The Earth’s magnetic field can effect more than just your compass and GPS!

Of course, most of you know that a GPS can stop working if the batteries fail, or if the device loses communication with the satellite(s) that it receives its information from, but a compass should always work without fail right?

Very few people, if you asked them, would be aware that the Earth’s magnetic field reverses itself every several thousands of years — or that partial reversals happen with even greater frequency…

… When this reversal takes place, not even a standard mechanical compass would be able to determine true north. In fact, the compass would reverse — telling you that south is north and vice-verse. GPS’s, satellites, and most all other electronics could easily be damaged due to the protective properties that the magnetic field affords us (further explained below.)

Other concerns related to a full or partial magnetic field reversal

This magnetic field acts as a protective shield, circulating a magnetic field between the north and south pole, which protects the Earth from radioactive energy streaks from outer space; much of which emanates from the sun…

… This means higher radiation levels overall on the entire planet; possibly leaving the world less-inhabitable than it is when the field is normal.

Earth's Magnetic Field

Laschamp Event

The last full reversal of the Earth’s magnetic core happened 780,000 years ago, and lasted for 3-5000 years before returning to normal. Partial reversals, which are also called “Laschamp events” happen with even greater frequency and are even more unpredictable. A Laschamp event (name after the place in France where the phenomenon was discovered back in the 60′s) can happen anytime, and would make our delicate “electronic society” vulnerable to the radiation effects mentioned earlier.

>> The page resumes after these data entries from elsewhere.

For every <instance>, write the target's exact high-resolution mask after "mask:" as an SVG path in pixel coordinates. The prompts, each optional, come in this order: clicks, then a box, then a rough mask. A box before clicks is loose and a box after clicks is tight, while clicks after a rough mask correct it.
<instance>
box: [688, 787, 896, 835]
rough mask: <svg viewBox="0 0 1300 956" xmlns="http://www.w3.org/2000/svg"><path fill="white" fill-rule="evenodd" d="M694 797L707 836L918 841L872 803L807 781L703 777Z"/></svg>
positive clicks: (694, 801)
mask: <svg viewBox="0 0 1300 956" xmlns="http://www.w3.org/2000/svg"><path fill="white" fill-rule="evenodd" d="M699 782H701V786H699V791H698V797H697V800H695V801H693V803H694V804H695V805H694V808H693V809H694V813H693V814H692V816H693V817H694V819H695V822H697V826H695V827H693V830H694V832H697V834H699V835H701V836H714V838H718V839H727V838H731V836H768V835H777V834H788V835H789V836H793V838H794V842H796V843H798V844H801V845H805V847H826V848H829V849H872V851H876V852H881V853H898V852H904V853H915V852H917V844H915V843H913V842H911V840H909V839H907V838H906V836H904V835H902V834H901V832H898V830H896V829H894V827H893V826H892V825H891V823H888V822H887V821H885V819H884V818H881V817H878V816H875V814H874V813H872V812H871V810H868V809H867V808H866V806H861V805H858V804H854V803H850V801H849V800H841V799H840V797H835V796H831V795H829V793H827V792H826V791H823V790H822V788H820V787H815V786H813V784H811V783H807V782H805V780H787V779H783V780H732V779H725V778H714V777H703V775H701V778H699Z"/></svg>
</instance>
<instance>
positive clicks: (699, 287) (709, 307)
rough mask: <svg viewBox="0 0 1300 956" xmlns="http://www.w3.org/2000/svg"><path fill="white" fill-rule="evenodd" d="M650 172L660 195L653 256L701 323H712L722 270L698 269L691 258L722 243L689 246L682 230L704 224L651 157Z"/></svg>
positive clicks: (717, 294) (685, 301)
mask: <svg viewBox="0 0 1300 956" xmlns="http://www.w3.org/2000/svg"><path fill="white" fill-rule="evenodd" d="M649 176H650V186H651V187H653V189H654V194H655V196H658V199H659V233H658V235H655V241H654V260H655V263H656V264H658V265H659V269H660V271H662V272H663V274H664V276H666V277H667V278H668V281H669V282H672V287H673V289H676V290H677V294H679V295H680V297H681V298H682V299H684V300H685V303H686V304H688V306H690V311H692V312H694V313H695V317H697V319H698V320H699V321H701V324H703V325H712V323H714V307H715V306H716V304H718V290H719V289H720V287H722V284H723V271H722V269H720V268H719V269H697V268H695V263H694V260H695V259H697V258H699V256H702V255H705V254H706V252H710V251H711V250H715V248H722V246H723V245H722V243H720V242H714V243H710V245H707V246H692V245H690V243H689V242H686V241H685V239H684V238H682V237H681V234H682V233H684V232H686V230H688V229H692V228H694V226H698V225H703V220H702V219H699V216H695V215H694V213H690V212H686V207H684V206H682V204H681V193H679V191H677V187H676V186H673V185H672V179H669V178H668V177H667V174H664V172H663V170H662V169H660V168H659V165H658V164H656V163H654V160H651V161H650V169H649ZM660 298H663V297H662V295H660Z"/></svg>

The last Laschamp event happened approximately 40,000 years ago (soon after humans first inhabited Europe) and only took 450 years to complete a full reversal. This incident was confirmed by samples taken from core samples in the Black Sea, along with samples from the North Atlantic and South Pacific oceans.

Magnetic fields created by “roiling”

The magnetic fields on our planet are created by the turbulent, swirling movement of the earth’s outer liquid core (referred to as “roiling”) and the process is as of yet, an unpredictable process for the scientific community to unravel. Furthermore, scientists don’t really know the widespread, long-term effects of such an event on civilization or the ecosystem, making this another variable that can effect the future of mankind.